Rachida Dati fait partie des ministres français soucieuses des discussions entre le monde de l'IA et la culture française. © Antonin Albert / Shutterstock.com
Rachida Dati fait partie des ministres français soucieuses des discussions entre le monde de l'IA et la culture française. © Antonin Albert / Shutterstock.com

L'équilibre à trouver entre l'intelligence artificielle générative d'un côté et le respect des artistes et créations culturelles de l'autre est difficile à trouver. Mais le 2 juin 2025, les ministres Rachida Dati et Clara Chappaz ont donné le coup d'envoi d'une concertation historique entre les géants de l'IA et les gardiens de la création française. Une première, pour sortir des tranchées et construire ensemble l'avenir numérique de l'Hexagone.

Quand l'intelligence artificielle rencontre les droits d'auteur français

L'initiative menée par le gouvernement a pour but de répondre à une question jusque-là assez complexe : comment permettre aux IA françaises de s'entraîner sur la richesse culturelle nationale, sans que les créateurs y laissent leurs droits et leur chemise ? Car derrière chaque modèle d'intelligence artificielle se cachent des milliers d'œuvres ingurgitées, souvent sans autorisation ni rémunération.

L'urgence est réelle.
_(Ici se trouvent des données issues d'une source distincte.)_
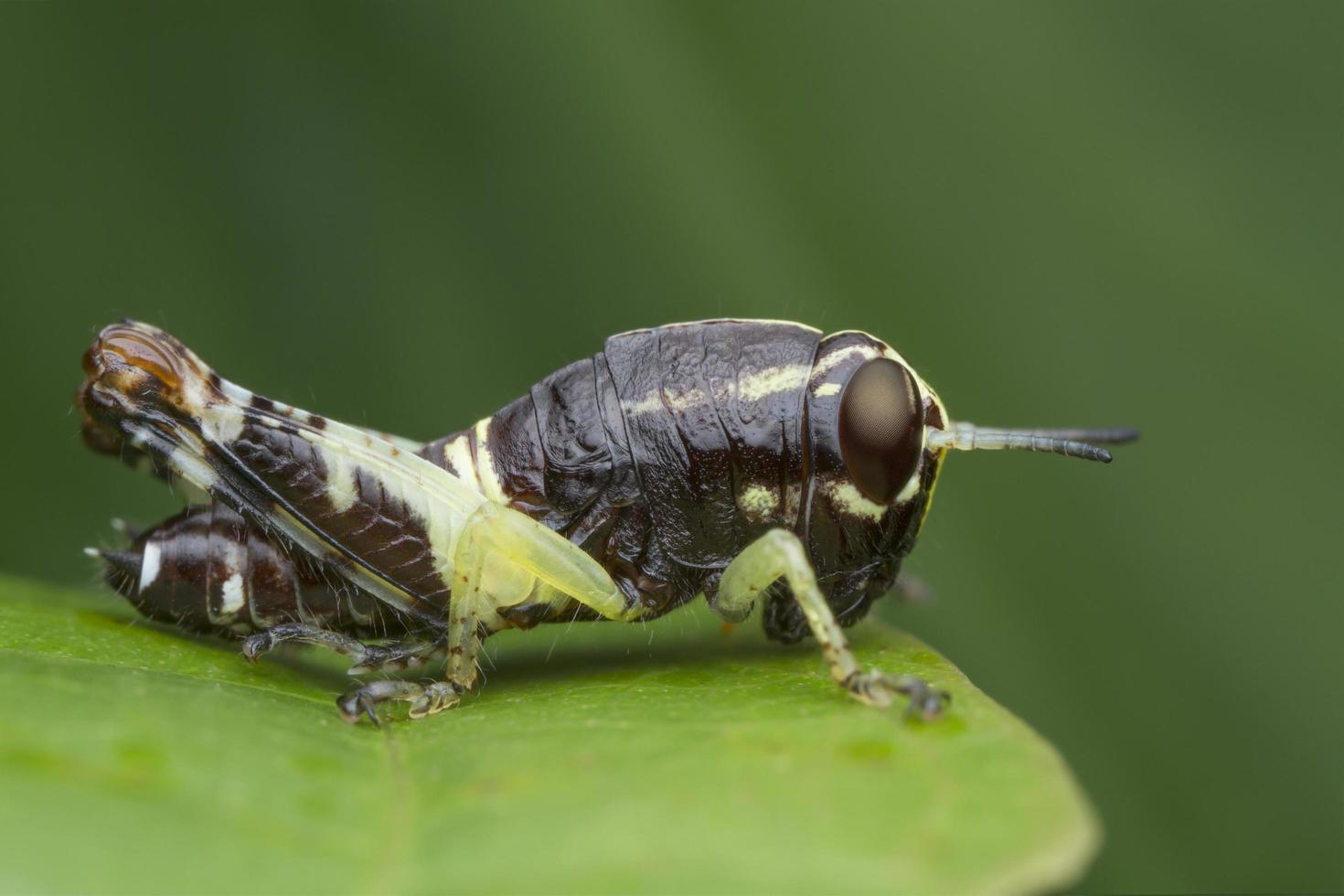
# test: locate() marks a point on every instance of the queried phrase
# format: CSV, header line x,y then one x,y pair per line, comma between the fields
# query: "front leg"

Le règlement européen sur l'IA débarque en août, et les négociations autour du code de bonnes pratiques tournent au vinaigre. « Jugées trop contraignantes par certains, trop permissives par d'autres », comme le souligne Rachida Dati, ces discussions patinent dangereusement entre développeurs récalcitrants et créateurs vent debout.

Pourtant, la ministre de la Culture martèle sa conviction : « Il ne peut y avoir de souveraineté technologique sans souveraineté culturelle ». Une phrase qui résume l'enjeu titanesque de cette concertation : faire de la France une puissance numérique sans vendre son âme créative au plus offrant.
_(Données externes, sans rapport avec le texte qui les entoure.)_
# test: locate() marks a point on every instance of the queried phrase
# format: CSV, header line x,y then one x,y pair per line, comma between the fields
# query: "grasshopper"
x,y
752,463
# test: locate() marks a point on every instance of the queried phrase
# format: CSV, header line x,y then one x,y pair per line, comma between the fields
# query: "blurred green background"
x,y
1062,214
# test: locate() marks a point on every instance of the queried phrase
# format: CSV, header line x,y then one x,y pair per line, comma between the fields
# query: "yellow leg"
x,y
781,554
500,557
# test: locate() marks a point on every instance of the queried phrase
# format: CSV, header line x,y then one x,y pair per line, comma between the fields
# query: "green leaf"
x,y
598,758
Mission impossible ? Pas pour la France

Les discussions, orchestrées par Marc Bourreau et Maxime Boutron jusqu'en novembre, vont décortiquer quatre sujets brûlants. De l'accès aux données culturelles aux mécanismes de juste rémunération, en passant par les modèles économiques et les fameuses modalités d'opt-out (le droit d'opposition), rien ne sera éludé. Un programme qui promet des étincelles, entre deux mondes qui ne parlent pas tout à fait la même langue.

Car si quelques pionniers ont signé de premiers accords à la sauvette, ils restent des ovnis dans un paysage dominé par l'appropriation sauvage. Pourtant, les données culturelles françaises sont un trésor inestimable pour développer des IA qui comprennent notre diversité linguistique et créative, loin des biais anglo-saxons.

En parallèle, le Conseil supérieur de la propriété littéraire et artistique planche sur ses propres recommandations, attendues le 23 juin. De quoi nourrir les débats avec des propositions concrètes, pendant que les « Cafés IA » organisés sur tout le territoire remontent les préoccupations du terrain. L'État met aussi 80 millions d'euros sur la table via un appel à projets pour encourager les initiatives culturelles autour de l'IA.

Clara Chappaz, la ministre déléguée à l'IA et au Numérique, vise haut. Elle veut faire de ce travail « un modèle européen fondé sur nos valeurs ». Une manière d'affirmer que l'Europe peut tracer sa route face aux géants américains et chinois, en inventant une IA qui respecte autant les créateurs que l'innovation. Pari fou ou révolution en marche ? Rendez-vous en novembre pour le verdict.